This app performs web scraping to collect information related with products from two big New Zealand supermarkets. Uses cheerio.js to perform DOM manipulation on the server side and get data about their categories, product names, prices, offers, etc. The database in NoSQL (MongoDB), the main server side programming language is Node.js. Also a little bit of EJS (template enginee) and the classic (bad still alive) HTML+CSS+JavaScript+jQuery approach for the Admin Panel (FrontEnd). Last, but not least, the RESTful API that feed the main FrontEnd (a beatiful iOS app that is not hosted here) is deplayed in Heroku.

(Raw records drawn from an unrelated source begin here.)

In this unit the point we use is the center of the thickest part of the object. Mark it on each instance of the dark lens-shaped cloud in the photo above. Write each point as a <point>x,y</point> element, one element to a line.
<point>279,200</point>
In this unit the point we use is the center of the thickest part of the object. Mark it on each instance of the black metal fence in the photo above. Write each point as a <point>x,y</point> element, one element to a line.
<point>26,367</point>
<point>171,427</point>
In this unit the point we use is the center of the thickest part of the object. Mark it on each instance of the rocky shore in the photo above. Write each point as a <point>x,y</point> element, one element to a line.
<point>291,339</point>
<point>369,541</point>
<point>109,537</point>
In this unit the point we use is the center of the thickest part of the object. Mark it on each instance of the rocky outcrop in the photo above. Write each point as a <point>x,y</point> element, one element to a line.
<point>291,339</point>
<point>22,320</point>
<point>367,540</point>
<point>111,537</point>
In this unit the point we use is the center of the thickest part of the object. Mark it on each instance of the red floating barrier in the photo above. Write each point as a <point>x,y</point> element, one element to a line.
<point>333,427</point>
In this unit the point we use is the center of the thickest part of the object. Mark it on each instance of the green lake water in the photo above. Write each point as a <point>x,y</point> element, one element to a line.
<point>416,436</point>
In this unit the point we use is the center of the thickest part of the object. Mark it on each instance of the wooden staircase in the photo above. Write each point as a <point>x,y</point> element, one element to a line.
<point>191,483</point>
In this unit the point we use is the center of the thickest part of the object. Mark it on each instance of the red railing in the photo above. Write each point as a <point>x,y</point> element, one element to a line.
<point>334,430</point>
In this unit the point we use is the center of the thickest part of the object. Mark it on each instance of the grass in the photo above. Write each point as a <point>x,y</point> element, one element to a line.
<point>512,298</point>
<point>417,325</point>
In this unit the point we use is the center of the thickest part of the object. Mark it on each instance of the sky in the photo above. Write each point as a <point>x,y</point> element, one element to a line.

Enjoy!
Download their latest versions according to your OS version:
- https://nodejs.org/en/download/
- https://www.mongodb.com/download-center/community
- https://robomongo.org/download
Then open the exe files, install the applications, and follow the instructions
In the terminal run:
git clone https://github.com/diegoevangelisti/countdown-nwm-scraping
Run the following statement:
cd countdown-nwm-scraping
npm init
npm install --save
Open another terminal and go to the folder where Mongodb server is installed - in windows:
C:\Program Files\MongoDB\Server\4.0\bin
Then run: ./mongod
After that the server should be properly running and we can connect our app to mongodb
Open the Robo3T application nd create a new database named SSA and then connect to it
In the terminal type:
node index.js
Open the browser and go to:
http://localhost:5000/
Then enter the following credentials:
username: backend password: backend
After login the app won't show data in Countdown and NWM because there is no data in the database
Go to Options -> Get Data
(Countown and New World)
That data can be visualized in the back office going to: Options -> COUNTDOWN DATA
and NEW WORLD DATA
Can be checked in Robo3T as well.
Now the application is configured to perform web scraping in Countdown and New World shops. Setup: Takes all the categories, and scrapes 5 pages of 24 and 20 products from each supermarket respectively.